I first heard Sophie Calle’s name while in an MFA critique when I was studying photography. My linking of her to established art institutions is intentional, as through my own experience of her and in my research of the available press on her demonstrates that she is at once everything that MFA programs teach their students to aspire to in their practice and also everything that people who have thought deeply on the matter believe is what’s intrinsically wrong with MFA programs today. In an important conversation about the state of art education today, Art In America published an exhaustive critique of its academic and studio traditions, written by its practitoners and educators. Following are a few excerpts from the May 2007 article:

  • We teach artists both a litany of names and the fashioning of individuality. Instead of working on a practice, it is the artist who is worked on, pushed to internalize the art world, to take it seriously and to produce an identity in its image. –Howard Singerman, Univ. of Virginia, Charlottesville
  • …students in American MFA programs are educated in an environment that all too often replicates our country’s debilitating isolation from global diversity and ideas. –Lawrence Rinder, Calif. College of Arts, SF
  • …everyone ignores the real need: to resuscitate a way of talking about art that recognizes the value of art as a theory in itself, a thing that is impractical and politically useless…the best art students…need to learn imaginative ways to step outside their own historicist subjectivity in order to understand the extent to which they are unwittingly trapped by it. –Laurie Fendrich, Hofstra
  • The European approach is entirely based on charismatic figures and the myth of “free education.” –Bruce Ferguson, Columbia Univ.
  • In the present moment, artists are better off training themselves at home and acquiring the benefit of a good liberal arts or art historical education. This, because the model for graduate art education, established in the early 1970’s by John Baldessari and others (myself included), is 40 years old and virtually obsolete. –Dave Hickey, Univ. of Nevada

The emphasis on selecting and committing to a critically appealing personal project that was, at least in my educational experience, the mantra of the MFA program, is the space that Sophie Calle inhabits totally, and in her example are the lessons that are internalized by those academies of artistic training. Where we should read a cautionary tale we are instead entreated to emulate and imitate, and where we should be creating work that compels thought we instead are told to come up with clever ideas.

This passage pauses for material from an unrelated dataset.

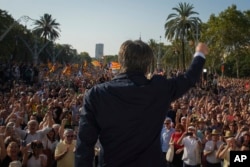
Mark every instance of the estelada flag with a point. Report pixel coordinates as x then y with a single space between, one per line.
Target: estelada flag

Goethe once wrote that at the age of 18, German literature was as old as he was. And a century or so later, Walter Benjamin said that what Goethe was to German literature, he aspired to be to criticism. In his essay “A Small History of Photography,” (1931) Benjamin writes something that, in my reflections on the subject of Sophie Calle and by extension upon the notion of Photographic Character, is as bitingly relevant as ever, and is the thought I’d like to end this essay with:

The camera is getting smaller and smaller, ever readier to capture fleeting and secret moments whose images paralyze the associative mechanisms in the beholder. This is where the caption comes in, whereby photography turns all life’s relationships into literature; and without which all constructivist photography must remain arrested in the approximate. Not for nothing have Atget’s photographs been likened to the scene of a crime. But is not every square inch of our cities the scene of a crime? Every passerby a culprit? Is it not the task of the photographer–descendant of the augurs and haruspices–to reveal guilt and to point out the guilty in his pictures? “The illiteracy of the future,” someone has said, “will be ignorance not of reading or writing, but of photography.” But must not a photographer who cannot read his own pictures be no less counted as illiterate?